Il ne vient à Treillières qu’épisodiquement, et on ne trouve que deux fois sa signature en bas des registres paroissiaux. Le vieux château de Gesvres n’est sans doute pas très confortable malgré les quelques réparations qu’il y entreprend (toiture, fenêtres…). Ce qui l’intéresse à Treillières, c’est la seigneurie, la seule dont il dispose pour se parer du titre de seigneur. Sa noblesse de fraîche date en a besoin (son père n’a été anobli qu’en 1576 par la charge de maire de Nantes).

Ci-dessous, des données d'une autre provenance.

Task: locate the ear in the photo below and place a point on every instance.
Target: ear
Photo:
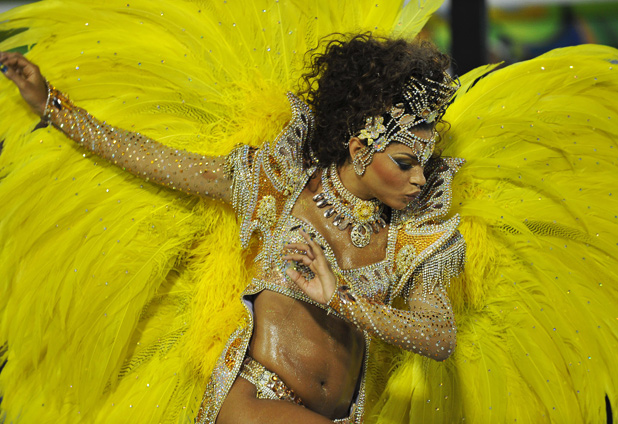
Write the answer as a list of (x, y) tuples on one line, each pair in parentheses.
[(355, 145)]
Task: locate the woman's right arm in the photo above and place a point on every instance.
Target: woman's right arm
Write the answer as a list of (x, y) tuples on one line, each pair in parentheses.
[(133, 152)]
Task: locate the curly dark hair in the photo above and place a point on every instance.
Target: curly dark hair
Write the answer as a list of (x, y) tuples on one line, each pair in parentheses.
[(360, 76)]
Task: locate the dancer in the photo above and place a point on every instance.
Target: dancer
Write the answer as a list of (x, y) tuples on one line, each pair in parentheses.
[(155, 275), (360, 206)]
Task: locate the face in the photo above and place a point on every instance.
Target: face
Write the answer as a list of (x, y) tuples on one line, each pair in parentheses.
[(395, 176)]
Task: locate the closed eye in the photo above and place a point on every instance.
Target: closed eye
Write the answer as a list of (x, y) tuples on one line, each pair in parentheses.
[(405, 164)]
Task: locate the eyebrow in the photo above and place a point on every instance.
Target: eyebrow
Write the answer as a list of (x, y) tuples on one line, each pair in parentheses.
[(411, 156)]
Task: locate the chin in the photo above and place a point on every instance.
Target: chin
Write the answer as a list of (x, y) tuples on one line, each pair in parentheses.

Les revenus treilliérains de Michel Poullain ne représentent qu’une partie de sa fortune constituée de terres situées en Anjou, de maisons à Nantes qu’il loue et surtout de rentes et obligations placées auprès d’autres nobles. Il confie la gestion de ses biens à un comptable pour se consacrer à sa fonction de Trésorier des Etats de Bretagne. Quoi d’étonnant alors que Treillières soit surtout pour lui un alibi honorifique dont les toponymes lui servent à dénommer noblement ses enfants : Bernardin Poullain est sieur de La Rivière ; Michel Poullain sieur de la Houssaye ; Isabelle Poullain damoyselle de Gesvres… Cette dernière épouse le 31 mai 1635, en l’église Saint-Nicolas de Nantes, Messire César de Renouard et lui apporte en dot la seigneurie de Treillières dont il devient titulaire à la mort de Michel Poullain.
César DE RENOUARD
Messire César de Renouard (1609-1675) seigneur de Drouges, seigneur de Treillières, Gesvres, les Fosses… Conseiller du Roy en ses conseils d’Etat et privés, en sa Chambre des Comptes de Bretagne… Trésorier des Etats de Bretagne… Maistre ordinaire des Comptes du Roy en Bretagne… se révèlera comme un seigneur bâtisseur.
Alors que les vieilles constructions défensives (les Fosses, le Lin, la Houssais…) affectionnaient le haut des collines et des «mottes», César choisit, en 1653, de restaurer et d’agrandir Gesvres dont le site de vallée et les grands espaces permettent de disposer les bâtiments à sa guise et de remodeler le paysage. Il conserve l’ancien logis mais l’incorpore au corps de bâtiment nouveau, de conception classique, et le prolonge par des bâtiments de service. Vingt cinq ans plus tard voici la description que l’on fait de la «Maison de Gesvres…
…. consistant en plusieurs logements, chapelle, salle, chambres basses, hautes chambres; à trois vitres d’icelles sont enpeintes un sautoir chargé d’une étoile, greniers au-dessus, cuisine, boulangerie, écurie et fannerie, le tout couvert d’ardoises, cour au-devant, canaux et fossés pleins d’eau, le tout renfermé de murailles, grande porte et principale entrée de la dite Maison, jardins au derrière d‘icelle, verger, pourpris».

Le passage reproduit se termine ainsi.